The Danish healthcare system is primarily publicly funded and based on equal access to care, regardless of sociodemographic factors. Social inequalities have, however, been observed in a Danish study of 3439 mixed-site cancer patients in their second year of cancer [Citation23]. Living alone, being outside the workforce and low educational level increased the odds of unmet needs of rehabilitation. It was concluded that principles of equal access did not seem to be sufficient to avert social disparities. The present study suggests that sociodemographic inequalities are established from the very beginning of the cancer trajectory.

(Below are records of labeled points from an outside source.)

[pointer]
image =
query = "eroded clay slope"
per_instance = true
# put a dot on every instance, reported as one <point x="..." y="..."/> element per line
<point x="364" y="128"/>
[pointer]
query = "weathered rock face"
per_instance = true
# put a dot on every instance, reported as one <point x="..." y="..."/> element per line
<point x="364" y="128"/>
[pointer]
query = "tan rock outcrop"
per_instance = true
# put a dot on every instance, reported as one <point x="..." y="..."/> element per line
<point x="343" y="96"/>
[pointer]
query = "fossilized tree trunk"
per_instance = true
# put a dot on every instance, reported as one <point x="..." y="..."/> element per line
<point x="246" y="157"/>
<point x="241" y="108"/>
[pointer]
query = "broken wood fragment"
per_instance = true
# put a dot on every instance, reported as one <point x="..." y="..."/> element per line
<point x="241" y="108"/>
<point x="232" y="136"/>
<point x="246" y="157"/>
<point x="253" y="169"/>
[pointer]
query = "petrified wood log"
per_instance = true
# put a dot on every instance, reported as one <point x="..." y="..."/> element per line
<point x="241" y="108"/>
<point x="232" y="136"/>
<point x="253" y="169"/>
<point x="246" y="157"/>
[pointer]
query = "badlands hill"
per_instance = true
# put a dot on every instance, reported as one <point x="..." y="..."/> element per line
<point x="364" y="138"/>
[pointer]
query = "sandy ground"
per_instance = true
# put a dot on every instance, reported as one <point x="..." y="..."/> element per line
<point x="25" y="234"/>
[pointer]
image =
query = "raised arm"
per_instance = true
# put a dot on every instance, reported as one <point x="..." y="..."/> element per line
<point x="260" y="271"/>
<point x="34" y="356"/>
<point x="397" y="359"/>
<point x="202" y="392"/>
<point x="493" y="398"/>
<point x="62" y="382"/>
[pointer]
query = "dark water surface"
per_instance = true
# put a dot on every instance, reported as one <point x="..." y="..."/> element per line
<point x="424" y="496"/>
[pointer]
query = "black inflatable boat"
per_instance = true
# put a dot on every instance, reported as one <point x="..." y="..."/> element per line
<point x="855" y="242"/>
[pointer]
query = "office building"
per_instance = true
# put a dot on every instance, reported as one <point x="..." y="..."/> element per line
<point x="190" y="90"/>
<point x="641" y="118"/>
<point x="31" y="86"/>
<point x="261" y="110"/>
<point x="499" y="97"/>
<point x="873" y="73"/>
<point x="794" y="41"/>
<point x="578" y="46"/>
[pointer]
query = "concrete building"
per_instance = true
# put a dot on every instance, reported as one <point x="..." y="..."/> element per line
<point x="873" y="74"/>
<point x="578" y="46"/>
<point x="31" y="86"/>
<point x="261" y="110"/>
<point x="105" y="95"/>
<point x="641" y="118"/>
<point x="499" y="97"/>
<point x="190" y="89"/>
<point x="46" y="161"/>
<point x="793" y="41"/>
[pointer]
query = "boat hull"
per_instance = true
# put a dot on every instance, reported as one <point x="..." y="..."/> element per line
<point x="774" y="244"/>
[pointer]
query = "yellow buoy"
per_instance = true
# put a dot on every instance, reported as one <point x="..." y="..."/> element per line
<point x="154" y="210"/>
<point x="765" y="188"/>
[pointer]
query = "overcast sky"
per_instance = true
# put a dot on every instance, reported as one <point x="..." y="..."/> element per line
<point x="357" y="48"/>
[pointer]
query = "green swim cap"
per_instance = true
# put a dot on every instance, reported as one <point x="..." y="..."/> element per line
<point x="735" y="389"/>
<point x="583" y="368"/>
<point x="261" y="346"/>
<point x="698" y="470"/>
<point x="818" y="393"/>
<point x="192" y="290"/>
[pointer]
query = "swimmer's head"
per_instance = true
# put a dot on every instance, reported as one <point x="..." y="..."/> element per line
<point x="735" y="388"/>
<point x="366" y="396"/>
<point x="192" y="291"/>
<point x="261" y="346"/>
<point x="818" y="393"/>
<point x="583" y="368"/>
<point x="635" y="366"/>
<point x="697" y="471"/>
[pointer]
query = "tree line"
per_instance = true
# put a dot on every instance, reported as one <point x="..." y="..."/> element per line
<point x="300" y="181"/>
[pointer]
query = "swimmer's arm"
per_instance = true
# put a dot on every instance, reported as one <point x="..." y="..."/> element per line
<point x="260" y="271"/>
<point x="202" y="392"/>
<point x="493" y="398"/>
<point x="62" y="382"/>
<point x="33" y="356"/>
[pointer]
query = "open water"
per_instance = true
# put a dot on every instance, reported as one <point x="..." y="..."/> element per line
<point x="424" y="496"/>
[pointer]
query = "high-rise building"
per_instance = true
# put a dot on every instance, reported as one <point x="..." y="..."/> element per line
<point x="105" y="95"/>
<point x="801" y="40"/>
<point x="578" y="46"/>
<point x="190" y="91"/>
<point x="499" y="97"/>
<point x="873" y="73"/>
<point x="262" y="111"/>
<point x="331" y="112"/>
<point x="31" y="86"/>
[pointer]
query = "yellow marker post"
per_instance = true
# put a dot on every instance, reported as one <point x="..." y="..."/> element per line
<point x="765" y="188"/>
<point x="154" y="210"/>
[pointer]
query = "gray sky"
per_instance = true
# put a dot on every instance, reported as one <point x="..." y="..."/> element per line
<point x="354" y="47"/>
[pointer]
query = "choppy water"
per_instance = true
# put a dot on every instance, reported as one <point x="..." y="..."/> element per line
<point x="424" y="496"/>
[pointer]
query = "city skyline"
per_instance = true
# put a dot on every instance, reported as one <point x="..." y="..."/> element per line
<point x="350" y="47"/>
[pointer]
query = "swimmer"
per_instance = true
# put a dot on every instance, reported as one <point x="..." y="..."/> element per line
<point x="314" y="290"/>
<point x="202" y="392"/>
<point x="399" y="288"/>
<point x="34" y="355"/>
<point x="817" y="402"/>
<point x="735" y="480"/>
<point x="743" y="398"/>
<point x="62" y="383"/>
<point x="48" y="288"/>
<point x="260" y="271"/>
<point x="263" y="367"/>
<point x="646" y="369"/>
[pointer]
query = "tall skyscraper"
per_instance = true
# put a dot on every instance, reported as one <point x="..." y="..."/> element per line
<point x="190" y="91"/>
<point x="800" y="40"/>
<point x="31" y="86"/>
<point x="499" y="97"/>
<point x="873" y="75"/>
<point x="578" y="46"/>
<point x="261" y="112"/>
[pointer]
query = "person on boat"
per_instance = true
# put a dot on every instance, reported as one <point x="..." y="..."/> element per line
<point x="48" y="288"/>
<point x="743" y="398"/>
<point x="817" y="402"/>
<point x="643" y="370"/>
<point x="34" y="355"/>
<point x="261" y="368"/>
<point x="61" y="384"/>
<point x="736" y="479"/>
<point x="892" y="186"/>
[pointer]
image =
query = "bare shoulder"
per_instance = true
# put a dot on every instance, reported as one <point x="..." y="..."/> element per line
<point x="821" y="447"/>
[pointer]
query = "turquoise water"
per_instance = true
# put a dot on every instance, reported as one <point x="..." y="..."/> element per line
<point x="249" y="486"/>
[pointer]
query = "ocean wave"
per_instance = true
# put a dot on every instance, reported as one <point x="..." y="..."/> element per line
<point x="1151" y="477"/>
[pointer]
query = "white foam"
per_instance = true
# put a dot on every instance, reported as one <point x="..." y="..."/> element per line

It is a common belief that breast cancer patients receive more attention and better offers than other diagnostic groups due to their relatively young age, being female, generally well-educated and socioeconomically advantaged. Our study showed that breast cancer decreased the odds of unmet needs when compared to the majority of cancer diagnoses. Existing rehabilitation programmes may be better suited to women with higher education, while the needs of other groups are to a lesser extent understood and met. Programmes for lower educated men may not exist, or current offers do not seem attractive. Diagnostic groups other than females with breast cancer may, thus, be more in need of resource allocation and attention from researchers studying new interventions [Citation24]. Consistent with previous studies, treatment with chemotherapy was associated with higher odds of unmet needs [Citation3,Citation21]. Physical rehabilitation and talking to other patients may be helpful in coping with the many side effects and intensive treatment periods, but current support seems inadequate to meet patient expectations. The evidence of the benefit of physical training to cancer patients is growing [Citation25]. The physical surroundings may, however, partly explain the apparent inappropriateness of physical training offered during chemotherapy. Furthermore, themes regarded of even higher priority to patients and treatment quality may have filled the consultations [Citation26].

Conclusion

This study showed that although rehabilitation is increasingly in focus in cancer programmes, unmet needs are frequent during the early cancer trajectory, and sociodemographic and clinical inequalities exist. Male gender, low educational level, not living with a partner, and treatment with chemotherapy are indicators of unmet needs. Special support from healthcare professionals and social workers, i.e. interventions tailored to these vulnerable groups during early cancer treatment, may help counterbalance social and clinical inequalities in the long run.

Acknowledgements

The authors wish to thank all patients for participating in the study, and all patients, clinicians and researchers for contribution to study design and development of the patient questionnaire. Furthermore, we wish to thank the Research Unit of General Practice, Aarhus University, for identification of study participants, data handling and analyses of selection. We also wish to thank Lise Stark for proof-reading the manuscript. The survey ‘The Experience of Cancer Patients during Diagnosis and Treatment, The Danish Cancer Society, 2011’ was funded by the Danish Cancer Society. The National Research Center of Cancer Rehabilitation is funded by the Danish Cancer Society.

Declaration of interest: The authors report no conflicts of interest. The authors alone are responsible for the content and writing of the paper.